No two grief experiences are exactly the same because they depend on each person's individual beliefs, attitudes, and actions, as well as the specific relationship (e.g. closeness, dependence, daily life)
Grief is not on a linear timeline of experience and the 5-stages of grief is not only not definitive; it actually was intended to describe the experience of dying and grieving one's own impending death.
It is normal that grief experiences may recur incidentally, particularly triggered during or nearing "special" times (holidays or particular events) throughout the days and years ahead.

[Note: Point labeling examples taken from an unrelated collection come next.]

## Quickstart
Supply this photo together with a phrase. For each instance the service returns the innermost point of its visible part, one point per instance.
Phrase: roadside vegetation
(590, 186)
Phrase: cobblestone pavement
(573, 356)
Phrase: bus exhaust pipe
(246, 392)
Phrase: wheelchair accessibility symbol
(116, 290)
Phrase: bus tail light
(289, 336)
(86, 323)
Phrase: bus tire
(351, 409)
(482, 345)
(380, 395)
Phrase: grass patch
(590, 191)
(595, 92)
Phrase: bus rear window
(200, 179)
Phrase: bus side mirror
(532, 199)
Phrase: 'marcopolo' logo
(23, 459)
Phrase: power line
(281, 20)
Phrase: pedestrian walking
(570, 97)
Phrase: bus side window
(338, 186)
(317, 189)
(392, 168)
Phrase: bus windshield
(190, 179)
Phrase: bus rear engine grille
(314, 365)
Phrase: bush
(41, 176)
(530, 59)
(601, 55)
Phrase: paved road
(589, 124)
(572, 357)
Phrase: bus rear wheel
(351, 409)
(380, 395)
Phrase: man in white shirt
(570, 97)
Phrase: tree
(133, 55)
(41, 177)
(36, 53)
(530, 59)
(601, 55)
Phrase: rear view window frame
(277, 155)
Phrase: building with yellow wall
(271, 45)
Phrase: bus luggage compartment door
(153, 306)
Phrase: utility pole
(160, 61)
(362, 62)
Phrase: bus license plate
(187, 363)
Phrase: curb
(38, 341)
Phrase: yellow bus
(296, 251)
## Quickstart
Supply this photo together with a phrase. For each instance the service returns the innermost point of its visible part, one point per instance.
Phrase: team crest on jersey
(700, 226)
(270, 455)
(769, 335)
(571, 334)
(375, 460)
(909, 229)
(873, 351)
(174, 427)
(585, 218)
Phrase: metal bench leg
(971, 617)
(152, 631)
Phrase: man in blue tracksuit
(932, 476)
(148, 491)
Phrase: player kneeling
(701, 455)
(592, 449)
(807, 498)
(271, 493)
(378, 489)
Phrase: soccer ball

centerforloss.com, resources for the psychology-based companioning philosophy to grief care
imaginenj.org, a center for coping with loss geared toward children & families
griefshare.org, a national, faith-based organization with free local meetings
hopesnj.com, a widow/ers support organization with groups across New Jersey
good-grief.org, a center for coping with loss geared toward children & families
As you create the space to do your "mourning grief work" you'll regain a baseline ability to feel the hope, strength, and courage required to move forward and develop an openness to a renewed sense of happiness, enjoyment, peace, and belonging which lie beyond pain.
At ADJUST, we look forward to helping you take steps forward, when you feel that you are up to the task of taking a proactive approach, re-engaging in the possibilities of finding your happily EVEN after (or as some of us call it, "our next-best life") integrating "what is" into the days ahead.